TIP: Susan suggests, "Install a drip irrigation system for best results."

If your garden has a high density of quick-draining, sandy soil, plant the peas in 3 inch deep trenches. Trenches elongate the water absorption by the soil bed, helping to keep the soil bed moisturized for a longer period. To ensure that the soil doesn't dry-up, mulch the pea plants. Use organic mulch for this purpose. Mulching with dry manure or straw helps to retain the moisture around the grounded part of the plant. Mulching also helps in temperature regulation. Young pea plants are vulnerable to hot climatic conditions and a mulched soil bed keeps the surroundings cooler.

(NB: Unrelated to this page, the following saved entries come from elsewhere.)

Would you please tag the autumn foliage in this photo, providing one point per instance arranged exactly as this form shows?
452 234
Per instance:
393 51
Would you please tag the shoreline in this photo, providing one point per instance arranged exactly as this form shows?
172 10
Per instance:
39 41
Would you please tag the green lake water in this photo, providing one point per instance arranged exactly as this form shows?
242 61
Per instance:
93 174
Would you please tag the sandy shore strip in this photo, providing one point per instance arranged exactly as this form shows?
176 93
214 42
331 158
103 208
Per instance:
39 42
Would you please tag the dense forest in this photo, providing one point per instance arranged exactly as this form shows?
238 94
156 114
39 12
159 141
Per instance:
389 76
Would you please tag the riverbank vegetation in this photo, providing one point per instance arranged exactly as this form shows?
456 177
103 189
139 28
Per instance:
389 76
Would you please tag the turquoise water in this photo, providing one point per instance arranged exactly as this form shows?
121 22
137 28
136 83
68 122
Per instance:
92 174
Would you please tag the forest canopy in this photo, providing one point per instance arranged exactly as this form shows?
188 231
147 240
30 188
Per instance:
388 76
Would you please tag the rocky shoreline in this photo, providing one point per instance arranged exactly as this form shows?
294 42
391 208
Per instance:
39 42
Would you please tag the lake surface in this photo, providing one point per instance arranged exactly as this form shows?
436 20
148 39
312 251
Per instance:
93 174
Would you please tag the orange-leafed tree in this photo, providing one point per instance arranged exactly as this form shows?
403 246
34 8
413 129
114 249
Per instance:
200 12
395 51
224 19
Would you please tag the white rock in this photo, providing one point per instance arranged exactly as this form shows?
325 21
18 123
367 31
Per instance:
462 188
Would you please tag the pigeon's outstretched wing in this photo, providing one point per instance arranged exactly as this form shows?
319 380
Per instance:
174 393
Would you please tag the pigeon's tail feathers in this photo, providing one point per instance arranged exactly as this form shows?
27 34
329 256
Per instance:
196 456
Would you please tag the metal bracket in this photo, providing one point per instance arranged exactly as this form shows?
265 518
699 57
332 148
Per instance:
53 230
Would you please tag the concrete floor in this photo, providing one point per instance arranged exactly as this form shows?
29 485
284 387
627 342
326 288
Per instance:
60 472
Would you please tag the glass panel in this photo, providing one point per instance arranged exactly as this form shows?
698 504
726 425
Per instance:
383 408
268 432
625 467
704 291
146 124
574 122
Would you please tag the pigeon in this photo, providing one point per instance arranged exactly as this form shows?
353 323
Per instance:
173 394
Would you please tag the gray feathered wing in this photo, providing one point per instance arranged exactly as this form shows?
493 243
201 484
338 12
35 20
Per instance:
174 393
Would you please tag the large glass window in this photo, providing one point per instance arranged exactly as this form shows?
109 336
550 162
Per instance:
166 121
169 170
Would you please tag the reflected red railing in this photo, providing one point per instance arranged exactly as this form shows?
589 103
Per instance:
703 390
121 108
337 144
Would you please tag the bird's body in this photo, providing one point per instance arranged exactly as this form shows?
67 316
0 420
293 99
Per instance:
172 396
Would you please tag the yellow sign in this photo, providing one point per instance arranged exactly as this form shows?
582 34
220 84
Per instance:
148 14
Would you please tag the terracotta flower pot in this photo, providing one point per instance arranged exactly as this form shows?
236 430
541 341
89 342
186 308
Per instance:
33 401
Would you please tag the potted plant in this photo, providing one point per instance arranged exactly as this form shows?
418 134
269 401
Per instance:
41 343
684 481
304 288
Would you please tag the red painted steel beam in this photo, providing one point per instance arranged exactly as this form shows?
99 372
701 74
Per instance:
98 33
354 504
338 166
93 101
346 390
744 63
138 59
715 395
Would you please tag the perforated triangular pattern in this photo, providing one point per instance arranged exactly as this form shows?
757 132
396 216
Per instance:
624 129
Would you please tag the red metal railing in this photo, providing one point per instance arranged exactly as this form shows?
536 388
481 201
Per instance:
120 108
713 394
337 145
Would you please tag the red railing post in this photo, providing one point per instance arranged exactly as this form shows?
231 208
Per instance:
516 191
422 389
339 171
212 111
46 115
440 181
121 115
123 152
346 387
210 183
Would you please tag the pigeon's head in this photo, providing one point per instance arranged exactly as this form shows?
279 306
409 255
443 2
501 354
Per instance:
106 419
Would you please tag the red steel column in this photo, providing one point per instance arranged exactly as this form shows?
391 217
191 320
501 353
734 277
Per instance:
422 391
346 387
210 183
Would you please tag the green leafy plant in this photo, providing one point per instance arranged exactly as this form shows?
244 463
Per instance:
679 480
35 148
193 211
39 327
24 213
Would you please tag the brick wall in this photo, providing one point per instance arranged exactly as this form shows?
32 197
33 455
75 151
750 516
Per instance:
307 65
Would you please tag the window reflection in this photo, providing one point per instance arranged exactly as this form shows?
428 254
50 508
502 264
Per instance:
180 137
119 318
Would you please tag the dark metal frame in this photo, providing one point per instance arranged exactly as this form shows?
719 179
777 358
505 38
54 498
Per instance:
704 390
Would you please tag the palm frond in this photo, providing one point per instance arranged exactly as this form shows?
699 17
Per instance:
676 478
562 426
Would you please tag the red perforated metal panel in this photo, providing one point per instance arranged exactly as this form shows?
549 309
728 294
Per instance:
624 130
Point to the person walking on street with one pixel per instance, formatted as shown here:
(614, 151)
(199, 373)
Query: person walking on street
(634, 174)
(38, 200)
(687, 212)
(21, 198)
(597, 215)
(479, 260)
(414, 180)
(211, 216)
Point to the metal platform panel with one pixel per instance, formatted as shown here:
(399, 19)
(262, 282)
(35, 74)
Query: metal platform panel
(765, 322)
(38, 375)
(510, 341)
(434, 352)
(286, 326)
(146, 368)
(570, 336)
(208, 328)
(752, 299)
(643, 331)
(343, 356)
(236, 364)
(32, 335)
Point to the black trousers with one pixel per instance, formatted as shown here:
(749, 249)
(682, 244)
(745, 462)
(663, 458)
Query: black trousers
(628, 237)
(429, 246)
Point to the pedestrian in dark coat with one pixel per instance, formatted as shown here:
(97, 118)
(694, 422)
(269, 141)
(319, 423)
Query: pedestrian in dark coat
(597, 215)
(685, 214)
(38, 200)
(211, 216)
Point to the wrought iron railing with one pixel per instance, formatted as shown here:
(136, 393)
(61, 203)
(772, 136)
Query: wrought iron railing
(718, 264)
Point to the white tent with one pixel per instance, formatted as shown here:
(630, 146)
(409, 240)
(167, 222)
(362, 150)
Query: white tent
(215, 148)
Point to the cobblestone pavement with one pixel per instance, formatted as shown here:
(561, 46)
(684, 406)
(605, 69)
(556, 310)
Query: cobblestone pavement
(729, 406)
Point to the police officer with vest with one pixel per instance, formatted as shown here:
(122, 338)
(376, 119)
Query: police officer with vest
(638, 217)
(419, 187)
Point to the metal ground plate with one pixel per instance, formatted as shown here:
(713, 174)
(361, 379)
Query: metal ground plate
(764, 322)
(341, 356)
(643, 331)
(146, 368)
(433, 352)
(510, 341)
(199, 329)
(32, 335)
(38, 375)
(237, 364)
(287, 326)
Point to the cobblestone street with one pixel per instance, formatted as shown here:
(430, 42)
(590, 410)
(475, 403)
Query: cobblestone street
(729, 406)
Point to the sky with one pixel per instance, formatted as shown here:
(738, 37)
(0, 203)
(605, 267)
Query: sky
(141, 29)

TIP: Susan recommends, "Once pea seeds sprout, provide 1/2 inch of water each week until they bloom. Increase water supply to 1 inch per week until pods swell."

Fertilizer

Fertilizing peas isn't a major issue, since they are naturally rich in essential nutrients like nitrogen and phosphorus. However, to ensure that there is no dearth of nutrients, fertilize the soil bed before planting. Fertilize every 100 square feet of the garden soil with about 4 pounds of a commercial NPK fertilizer. If your prefer using organic fertilizers, try bone meal or dried manure.

Harvesting

Harvesting peas is a slightly tricky proposition. It is critical to be sure about the harvesting time. Most pea varieties are ready to harvest in about 60 to 70 days. Ensure that the pods feel full and are at least 2 inches long. Harvest the peas early in the morning, as the pods are crisper and can be easily picked. Begin picking the pods from the bottom, i.e. start at the base and slowly work your way, up the vine.

Vine Support

Peas are essentially vines that need surrounding structures to cling upon to establish external support. Their tendrils need some initial guidance to stimulate the climbing behavior. You can provide this support in the form of a trellis, mesh or fencing. You can also stake the pea plants with wooden stakes. Another alternative is using a chicken wire.